In its report, the ECB emphasizes that it has not yet decided whether a digital euro will actually be introduced. At the same time, however, the central bank stressed that it was ready to introduce a digital euro “if the need arises”. The ECB defines the following scenarios from which the need for a digital euro could arise:
Firstly, the digitization of the European economy should be supported.
Second, a digital euro could be a response to a significant decline in the use of cash as a means of payment
Third, a digital euro could be required to reduce reliance on foreign CBDCs or private digital coins such as Libra, China’s DC / EP, or a US CBDC.
Fourth, a digital euro could open up a new transmission channel for monetary policy.
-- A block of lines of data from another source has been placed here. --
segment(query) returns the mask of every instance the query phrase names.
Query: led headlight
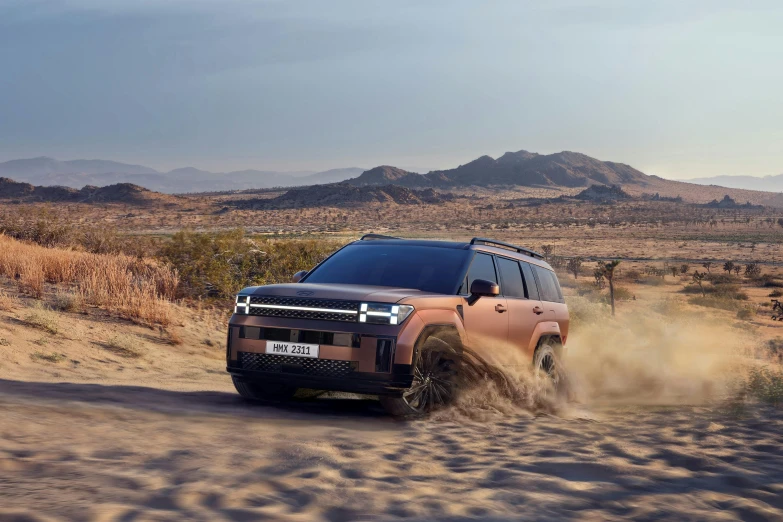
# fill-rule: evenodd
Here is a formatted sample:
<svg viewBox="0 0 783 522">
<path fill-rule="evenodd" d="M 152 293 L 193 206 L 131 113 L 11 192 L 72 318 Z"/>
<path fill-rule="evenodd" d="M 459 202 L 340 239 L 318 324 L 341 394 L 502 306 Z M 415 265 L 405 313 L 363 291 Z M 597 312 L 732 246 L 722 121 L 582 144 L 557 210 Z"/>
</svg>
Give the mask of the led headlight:
<svg viewBox="0 0 783 522">
<path fill-rule="evenodd" d="M 238 295 L 236 305 L 234 306 L 234 313 L 247 315 L 249 311 L 250 311 L 250 296 Z"/>
<path fill-rule="evenodd" d="M 388 303 L 362 303 L 359 306 L 359 322 L 372 324 L 402 324 L 413 313 L 411 305 Z"/>
</svg>

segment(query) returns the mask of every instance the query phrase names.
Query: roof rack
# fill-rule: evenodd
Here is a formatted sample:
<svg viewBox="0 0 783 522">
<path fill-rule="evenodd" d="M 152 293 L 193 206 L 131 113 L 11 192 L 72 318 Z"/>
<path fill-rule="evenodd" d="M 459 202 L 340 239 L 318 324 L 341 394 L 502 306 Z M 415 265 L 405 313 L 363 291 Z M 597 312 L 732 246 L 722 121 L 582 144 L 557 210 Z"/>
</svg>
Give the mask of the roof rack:
<svg viewBox="0 0 783 522">
<path fill-rule="evenodd" d="M 367 241 L 368 239 L 402 239 L 401 237 L 384 236 L 383 234 L 364 234 L 359 238 L 359 241 Z"/>
<path fill-rule="evenodd" d="M 488 245 L 488 246 L 499 246 L 503 248 L 509 248 L 511 250 L 514 250 L 516 252 L 519 252 L 520 254 L 525 254 L 530 257 L 535 257 L 536 259 L 544 259 L 543 254 L 539 254 L 535 250 L 530 250 L 529 248 L 524 248 L 517 245 L 512 245 L 511 243 L 506 243 L 504 241 L 495 241 L 494 239 L 487 239 L 485 237 L 474 237 L 470 240 L 471 245 Z"/>
</svg>

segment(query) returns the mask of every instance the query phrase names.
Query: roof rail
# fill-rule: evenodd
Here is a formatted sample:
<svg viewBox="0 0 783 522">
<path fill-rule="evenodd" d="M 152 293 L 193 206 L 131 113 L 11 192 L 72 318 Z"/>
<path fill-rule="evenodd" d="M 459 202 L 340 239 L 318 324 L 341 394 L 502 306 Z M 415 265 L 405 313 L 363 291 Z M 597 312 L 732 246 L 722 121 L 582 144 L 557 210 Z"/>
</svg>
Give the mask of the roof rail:
<svg viewBox="0 0 783 522">
<path fill-rule="evenodd" d="M 368 239 L 402 239 L 401 237 L 384 236 L 383 234 L 364 234 L 359 238 L 359 241 L 367 241 Z"/>
<path fill-rule="evenodd" d="M 543 254 L 539 254 L 535 250 L 530 250 L 529 248 L 524 248 L 517 245 L 512 245 L 511 243 L 506 243 L 504 241 L 495 241 L 494 239 L 487 239 L 485 237 L 474 237 L 470 240 L 471 245 L 487 245 L 487 246 L 499 246 L 503 248 L 509 248 L 511 250 L 514 250 L 516 252 L 519 252 L 520 254 L 525 254 L 530 257 L 535 257 L 536 259 L 544 259 Z"/>
</svg>

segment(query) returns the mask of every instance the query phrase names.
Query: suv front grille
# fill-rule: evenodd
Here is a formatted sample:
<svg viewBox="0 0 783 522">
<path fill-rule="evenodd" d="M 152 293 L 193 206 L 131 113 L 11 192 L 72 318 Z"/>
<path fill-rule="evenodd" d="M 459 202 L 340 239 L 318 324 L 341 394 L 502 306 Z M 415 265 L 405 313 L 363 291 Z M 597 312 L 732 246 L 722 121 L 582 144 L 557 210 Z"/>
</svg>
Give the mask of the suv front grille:
<svg viewBox="0 0 783 522">
<path fill-rule="evenodd" d="M 359 317 L 359 303 L 336 299 L 254 295 L 250 297 L 250 315 L 355 323 Z"/>
<path fill-rule="evenodd" d="M 352 361 L 309 359 L 306 357 L 250 352 L 239 352 L 239 364 L 243 370 L 317 375 L 321 377 L 344 377 L 352 373 L 356 365 Z"/>
</svg>

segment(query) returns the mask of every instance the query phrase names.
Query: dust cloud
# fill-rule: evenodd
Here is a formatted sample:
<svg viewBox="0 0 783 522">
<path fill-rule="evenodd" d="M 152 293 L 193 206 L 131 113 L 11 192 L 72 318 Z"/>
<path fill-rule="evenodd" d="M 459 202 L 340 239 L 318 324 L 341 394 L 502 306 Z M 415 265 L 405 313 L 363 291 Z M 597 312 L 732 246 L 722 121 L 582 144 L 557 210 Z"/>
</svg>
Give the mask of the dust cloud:
<svg viewBox="0 0 783 522">
<path fill-rule="evenodd" d="M 731 393 L 758 345 L 747 330 L 670 303 L 615 318 L 600 305 L 588 306 L 595 309 L 586 321 L 576 317 L 559 361 L 564 372 L 558 390 L 534 375 L 532 356 L 511 345 L 477 343 L 461 361 L 462 391 L 433 417 L 585 418 L 591 407 L 705 404 Z"/>
</svg>

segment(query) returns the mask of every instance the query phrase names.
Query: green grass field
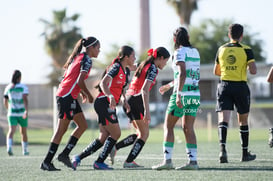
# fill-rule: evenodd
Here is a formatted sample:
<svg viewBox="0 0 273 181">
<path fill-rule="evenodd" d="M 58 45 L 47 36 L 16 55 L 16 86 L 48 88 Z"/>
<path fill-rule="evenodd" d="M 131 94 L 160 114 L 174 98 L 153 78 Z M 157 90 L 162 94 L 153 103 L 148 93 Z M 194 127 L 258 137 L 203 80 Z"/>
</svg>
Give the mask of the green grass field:
<svg viewBox="0 0 273 181">
<path fill-rule="evenodd" d="M 180 166 L 187 161 L 185 153 L 185 139 L 181 129 L 177 128 L 176 143 L 173 153 L 174 166 Z M 69 130 L 63 138 L 57 154 L 63 149 L 64 144 L 71 131 Z M 130 130 L 123 130 L 122 136 L 126 136 Z M 209 141 L 206 129 L 197 129 L 198 139 L 198 171 L 154 171 L 151 167 L 161 162 L 162 154 L 162 129 L 152 129 L 150 137 L 136 162 L 144 165 L 142 170 L 126 170 L 122 164 L 127 157 L 130 147 L 117 152 L 113 171 L 98 171 L 92 167 L 99 151 L 90 157 L 82 160 L 77 171 L 72 171 L 64 165 L 54 160 L 60 172 L 47 172 L 40 170 L 40 163 L 47 150 L 48 143 L 52 135 L 52 130 L 29 130 L 30 156 L 22 156 L 19 143 L 20 136 L 15 135 L 14 156 L 9 157 L 6 147 L 0 147 L 0 180 L 272 180 L 273 178 L 273 148 L 269 148 L 268 130 L 250 130 L 249 149 L 257 155 L 257 159 L 252 162 L 241 163 L 241 146 L 238 129 L 228 130 L 228 164 L 219 164 L 219 146 L 217 141 L 217 130 L 211 132 Z M 79 153 L 87 144 L 96 138 L 97 130 L 87 130 L 71 155 Z M 108 161 L 106 161 L 108 162 Z"/>
</svg>

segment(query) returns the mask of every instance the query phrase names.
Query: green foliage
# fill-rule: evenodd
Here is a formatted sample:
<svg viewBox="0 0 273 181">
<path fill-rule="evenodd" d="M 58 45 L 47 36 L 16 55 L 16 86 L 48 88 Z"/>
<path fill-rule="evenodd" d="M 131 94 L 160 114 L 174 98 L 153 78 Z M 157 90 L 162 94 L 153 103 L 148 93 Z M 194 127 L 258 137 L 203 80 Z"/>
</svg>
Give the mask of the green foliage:
<svg viewBox="0 0 273 181">
<path fill-rule="evenodd" d="M 167 0 L 180 18 L 180 23 L 188 26 L 192 13 L 198 9 L 198 0 Z"/>
<path fill-rule="evenodd" d="M 40 19 L 45 25 L 42 36 L 45 38 L 45 49 L 53 60 L 53 71 L 48 76 L 51 85 L 58 85 L 62 76 L 61 67 L 65 64 L 76 42 L 82 38 L 80 28 L 76 26 L 79 14 L 67 17 L 66 9 L 53 11 L 52 22 Z M 56 84 L 57 83 L 57 84 Z"/>
<path fill-rule="evenodd" d="M 228 26 L 232 20 L 212 20 L 205 19 L 199 26 L 190 27 L 190 41 L 194 47 L 198 48 L 201 56 L 201 63 L 214 63 L 218 48 L 226 42 L 228 38 Z M 244 26 L 243 44 L 250 46 L 254 52 L 255 60 L 262 62 L 265 57 L 262 52 L 262 40 L 256 38 L 258 34 L 250 34 L 249 27 Z"/>
</svg>

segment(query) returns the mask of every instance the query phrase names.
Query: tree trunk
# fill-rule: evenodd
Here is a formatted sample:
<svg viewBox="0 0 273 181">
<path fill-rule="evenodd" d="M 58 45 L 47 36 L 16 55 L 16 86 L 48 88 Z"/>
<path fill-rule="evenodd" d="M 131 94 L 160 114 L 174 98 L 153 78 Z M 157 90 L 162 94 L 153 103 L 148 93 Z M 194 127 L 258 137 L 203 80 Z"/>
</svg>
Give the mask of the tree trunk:
<svg viewBox="0 0 273 181">
<path fill-rule="evenodd" d="M 149 0 L 140 1 L 140 54 L 150 48 L 150 7 Z"/>
</svg>

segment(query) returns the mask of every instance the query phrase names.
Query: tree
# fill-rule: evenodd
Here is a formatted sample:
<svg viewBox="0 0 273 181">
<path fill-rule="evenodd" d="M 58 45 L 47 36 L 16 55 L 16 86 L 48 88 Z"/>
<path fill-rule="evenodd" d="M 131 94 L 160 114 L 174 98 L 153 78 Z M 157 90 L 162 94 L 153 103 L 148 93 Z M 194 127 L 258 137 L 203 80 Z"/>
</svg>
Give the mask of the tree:
<svg viewBox="0 0 273 181">
<path fill-rule="evenodd" d="M 187 27 L 191 22 L 193 11 L 197 10 L 198 0 L 167 0 L 167 2 L 175 9 L 175 12 L 180 18 L 180 24 Z"/>
<path fill-rule="evenodd" d="M 49 75 L 51 85 L 58 84 L 63 65 L 75 43 L 82 37 L 80 28 L 75 25 L 79 16 L 79 14 L 74 14 L 67 17 L 66 9 L 64 9 L 53 11 L 52 22 L 40 19 L 45 25 L 44 32 L 41 34 L 45 37 L 45 48 L 53 60 L 53 72 Z"/>
<path fill-rule="evenodd" d="M 215 55 L 219 46 L 229 42 L 228 26 L 232 20 L 206 19 L 199 26 L 191 26 L 190 41 L 198 48 L 201 56 L 201 63 L 214 63 Z M 256 38 L 257 33 L 250 34 L 249 27 L 244 26 L 242 43 L 250 46 L 257 62 L 265 61 L 262 52 L 262 40 Z"/>
</svg>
Fifth, a digital euro could increase the resilience of digital payments so that a hacker attack, natural disaster, pandemic or other extreme event would not restrict the provision of payment services.
In addition to these scenarios, the ECB is also discussing risks that could arise from a digital euro, for example in relation to financial stability, regulation, IT security, capital flows and the euro exchange rate. The ECB emphasizes that such risks must be adequately addressed and therefore stipulates requirements that a digital euro must meet in order to counteract such risks.